Periodically, his administration breathlessly
announces with positive spin some new factoid about the program, which has put
approaching a half million more Louisianans on the public dole. The latest
comes from a survey
that extrapolates the adult uninsured rate in the state has fallen by just
about half from six months prior to expansion through 2017.
Fixating only on insured status does miss the
larger point of access to health care. Perhaps less than in any other state,
because of Louisiana’s archaic public hospital system, does the lack of
insurance translate into no health care; plenty of those uninsured people had
access to health care – for free – prior to expansion.
And on the other side of the coin, having Medicaid now doesn’t guarantee timely access, if at all, to health care. The survey captures this in that 28 percent said they delayed medical care because they couldn’t get an appointment, a 14-fold increase over data from the 2015 version. That may not all be imputed to expansion, but no doubt a healthy chunk of it can be from expansion signups overwhelming the system.

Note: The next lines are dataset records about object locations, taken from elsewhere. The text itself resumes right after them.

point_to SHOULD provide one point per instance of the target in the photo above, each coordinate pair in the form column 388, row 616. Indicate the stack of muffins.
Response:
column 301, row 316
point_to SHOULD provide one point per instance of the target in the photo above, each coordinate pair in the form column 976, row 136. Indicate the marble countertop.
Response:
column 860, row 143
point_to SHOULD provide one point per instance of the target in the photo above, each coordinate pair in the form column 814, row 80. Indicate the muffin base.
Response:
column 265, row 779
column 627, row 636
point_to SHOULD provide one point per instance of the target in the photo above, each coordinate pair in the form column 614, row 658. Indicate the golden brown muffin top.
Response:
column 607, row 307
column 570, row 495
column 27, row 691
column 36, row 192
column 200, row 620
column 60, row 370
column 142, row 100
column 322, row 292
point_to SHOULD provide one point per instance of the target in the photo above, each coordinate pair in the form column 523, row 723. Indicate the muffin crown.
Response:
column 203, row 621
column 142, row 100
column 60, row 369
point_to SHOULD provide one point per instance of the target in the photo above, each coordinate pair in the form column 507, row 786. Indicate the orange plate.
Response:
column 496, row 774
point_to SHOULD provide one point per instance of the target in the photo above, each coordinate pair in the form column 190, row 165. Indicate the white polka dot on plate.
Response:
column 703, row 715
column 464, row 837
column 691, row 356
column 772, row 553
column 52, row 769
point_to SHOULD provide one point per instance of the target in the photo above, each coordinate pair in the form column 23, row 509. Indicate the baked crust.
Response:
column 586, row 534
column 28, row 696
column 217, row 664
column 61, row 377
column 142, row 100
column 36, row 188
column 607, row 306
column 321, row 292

(NOTE: The error noted below in the strikethroughs has been corrected by the authors, although the copy posted by the state in the link above contains the original erroneous text.)
The survey also noted that almost 9 percent of the
decrease came from the lowest income individuals, defined at the 19 24 percent or
less federal poverty level. But they already qualified for Medicaid, so
expansion had nothing to do with their gaining insurance. The same is true, although
the researchers didn’t create categories to capture it, for the 20 to 25
percent group, so this “woodwork effect” (as researchers call it) overstates
the impact of expansion by perhaps 10 percent. So, the "woodwork effect" (as researchers call it) overstates the impact of expansion by this much.
Then there are data the Edwards Administration
hopes observers gloss over. Specifically, adjusting for the fact that the
presented statistics totaled to more than 100 percent because of individuals
with multiple sources of insurance, Medicaid proportions increased only 8.5
percent in the two years, which doesn’t account for the all of 11.3 percent
drop in the uninsured. That and more came from increases in Medicare enrollments
(likely a combination of an aging population and the woodwork effect
transferred from publicity about expansion), military insurance, and in that
purchased.
Together, these accounted for more than the gap,
because other categories saw declines. Former employers saw a drop, probably
due to the aging population shifting into Medicare. But, most significantly,
employer plan participation dropped by nearly a percent. Much of the amount must
have come from people dropping plans that cost them money and entering Medicaid
where they had to pay nothing.
This transfer of private responsibility to
taxpayers becomes confirmed among the beneficiaries of expansion, at the 138
percent and less FPL. While from 2015 to 2017 40,000 fewer people had employer
insurance, 10,000 fewer bought it on their own, 23,000 fewer paid in to a plan
from a former employer, 11,000 fewer received it from the military, and 6,000
fewer had it paid for by someone outside the household (almost exclusively
younger folks), 12,000 more had signed up for Medicare and a staggering 142,000
more were on Medicaid.
Put it another way, assuming the Medicare increase
took care of half the drop for retirees, 67,000 (assuming all with military
insurance don’t pay premiums) or 47 percent of the Medicaid increase came from
people paying for their insurance either partially or entirely who now make the
taxpayer pick up the tab. At an average
cost of $500 a month, that’s a staggering $402 million extra a year
Louisianans pay for people likely not previously uninsured (although any double counts,
which in this income group likely are few, would lower that number). And that
doesn’t include those in the military or separated with benefits that, for
whatever reason, might have abandoned that for Medicaid.
That’s why ratepayers, taxpayers (because Louisiana
Medicaid is now run for all but waiver programs as a managed care regime), and
many hospital patients saw a tax increase in excess of $200 million dollars
passed on to them upon Medicaid expansion to pay for all of this. Plus,
although the Edwards Administration commissioned a study, flawed
as it turned out, to try to argue expansion caused net economic benefits
that translated into more government revenues than without it, a more valid conclusion
is that expansion is a net drain on both government coffers and the state’s
economy – and only will escalate in magnitude in the coming years.
Edwards can cheerlead all he wants on the issue, but
all it amounts to is a massive transfer of wealth from middle income and above
to lower income individuals that, at least in terms of outcomes, has yet to pay off.
Louisiana continues to be worse off for him having expanded Medicaid.